In the morning, the sun was smiling at us as if nothing had happened and the first people out for a walk with their dogs were grumbling about something; in any case, our morning greeting was not returned. Whew, are we not welcome here or just in the wrong place? What the heck; we enjoyed our fried eggs and coffee from our classic Bialetti coffee pot.

With newfound energy, we continued, but we didn’t have much time for the countless side streets in neighbouring Luxembourg; we really wanted to visit the SeaBridge meeting in Bad Dürrheim (Germany) and so we chose a fairly direct route across Luxembourg and France to southern Germany. Despite the brisk pace, the ‘line choice’ on our electronic map took us to places where no normal tourist would ever drive. Despite the rainy conditions, exploring these remote villages and small towns was a great experience.

Strasbourg and the local traffic chaos were already behind us when we crossed the Rhine bridge at nightfall and looked for a place to spend the night. The motorhome parking area in Kehl was well occupied, i.e. there was no space left even for our mini camper. In such moments, modern communication options also have their advantages and we were directed to a car park on the banks of the Rhine, where a few travellers were already standing with their mobile homes.

East of Offenburg, the Black Forest, with its steep and deep valleys, resembles a pre-Alpine landscape and we were very surprised by what we saw. This area is actually very close to our home, and yet we enjoyed this almost mountainous hilly area with all its surprises like a new discovery. Unfortunately, the weather conditions were not particularly good and the visibility was correspondingly limited. The countless small towns in the deep valleys, where presumably the Romans already enjoyed the thermal waters for their wellness, were all wonderfully maintained and truly beautiful.

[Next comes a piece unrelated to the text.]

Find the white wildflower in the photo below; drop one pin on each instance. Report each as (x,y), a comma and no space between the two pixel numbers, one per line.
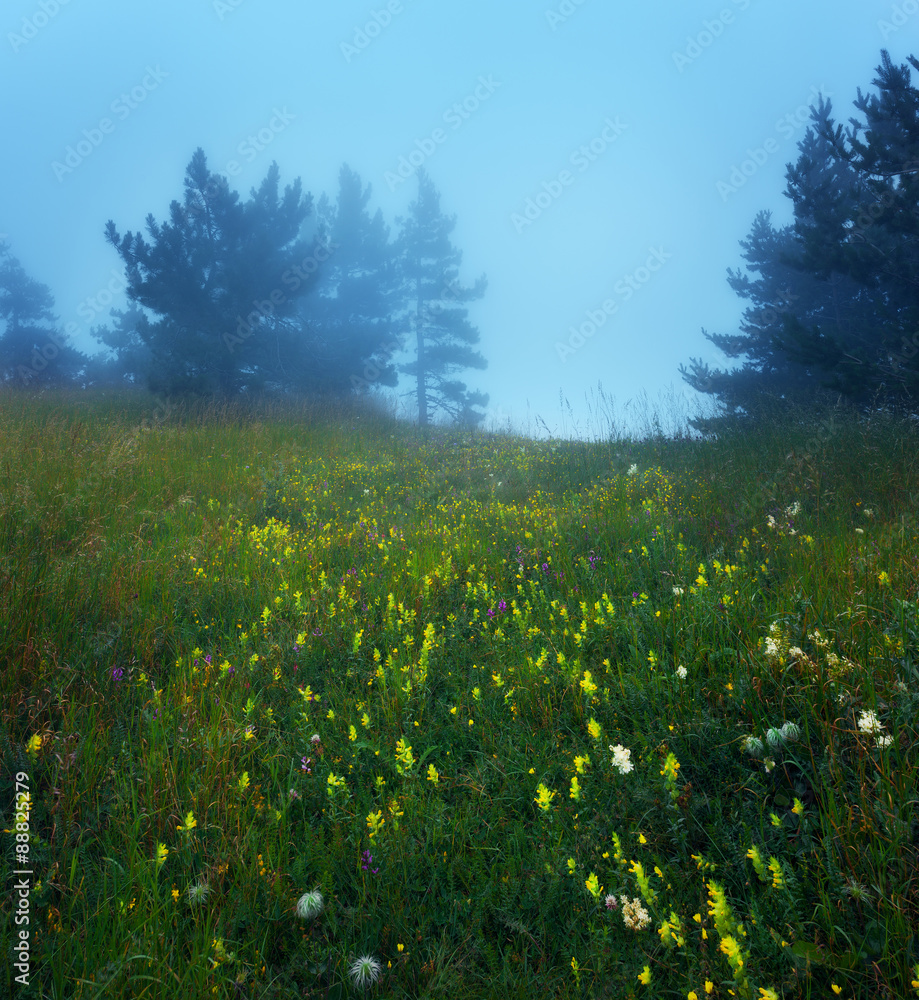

We ignored the warm thermal water in Bad Dürrheim and attended numerous lectures on long-distance travel, which were shown to travel-hungry visitors at the SeaBridge meeting. Whether you finally sign up for an organised trip or just enjoy the lectures is an open question, but the pictures for each topic were worth seeing and led to reverie. Many conversations with like-minded people and tour guides rounded off the event. I was also able to find out a lot of useful information from the groundsman at the ‘RV park’, who also builds lightweight and robust frames for RVs, so that I can slim down our Jeep a bit during our short stay in Switzerland.

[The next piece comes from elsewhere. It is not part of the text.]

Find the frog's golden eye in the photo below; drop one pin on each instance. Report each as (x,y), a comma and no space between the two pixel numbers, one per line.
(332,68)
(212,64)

The way home would not have been far, but another wish for a vehicle-related change took us via Biel (Switzerland), where the possibilities of my wish (Tom’s trailer coupling) were shown to us. Somewhat disappointed by the price and the possible delivery dates, we left the urban area and climbed up into the Jura and its wide-ranging landscapes. The onset of rain was not exactly what we had wished for the following night around the campfire.

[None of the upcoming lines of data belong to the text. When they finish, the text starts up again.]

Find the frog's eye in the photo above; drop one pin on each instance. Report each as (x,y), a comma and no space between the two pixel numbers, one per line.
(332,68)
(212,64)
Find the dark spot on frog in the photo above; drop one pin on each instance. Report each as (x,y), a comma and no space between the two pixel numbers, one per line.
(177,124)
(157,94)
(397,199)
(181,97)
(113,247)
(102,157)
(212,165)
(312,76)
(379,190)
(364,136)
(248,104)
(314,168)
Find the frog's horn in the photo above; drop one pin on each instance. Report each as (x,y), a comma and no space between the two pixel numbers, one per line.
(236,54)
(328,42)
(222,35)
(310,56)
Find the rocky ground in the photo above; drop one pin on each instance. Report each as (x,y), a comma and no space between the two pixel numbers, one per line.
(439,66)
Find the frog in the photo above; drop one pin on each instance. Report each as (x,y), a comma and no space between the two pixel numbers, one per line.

On a ridge above Bourrignon, we found a wonderful place for the coming night. But what does wonderful place mean here: rain and wind, autumnal fog banks and cold were almost irresistible. Only thanks to the fire and wind protection of our camper van was it bearable to some extent. But we didn’t stay outside for long, soon retreating into the confines of our small cabin and leaving the parking heater to do its warming work at full power. With howling wind, we lay down under the warm blanket and bet each other whether there would be snow on the ridge the next morning, which would perfectly round off the past few months. 😉

There was no snow during the night, but it was very fresh and the wind still whistled around our jeep. Coffee and breakfast were soon taken care of and we were already feeling our way through the fog-shrouded landscape, where perhaps not all paths would have been allowed. But in the rain and fog, we were a bit more daring and our car – according to certain statements – looks very strange and could perhaps pass as a forestry vehicle. :-/

With many dreams and ideas, we reached our temporary home and unloaded the Jeep, which should weigh a few kilos less when we leave. A flat-moving is also still on our ‘to-do’ list.
Well, we can’t wait to finally go further south again – Morocco would be the next destination.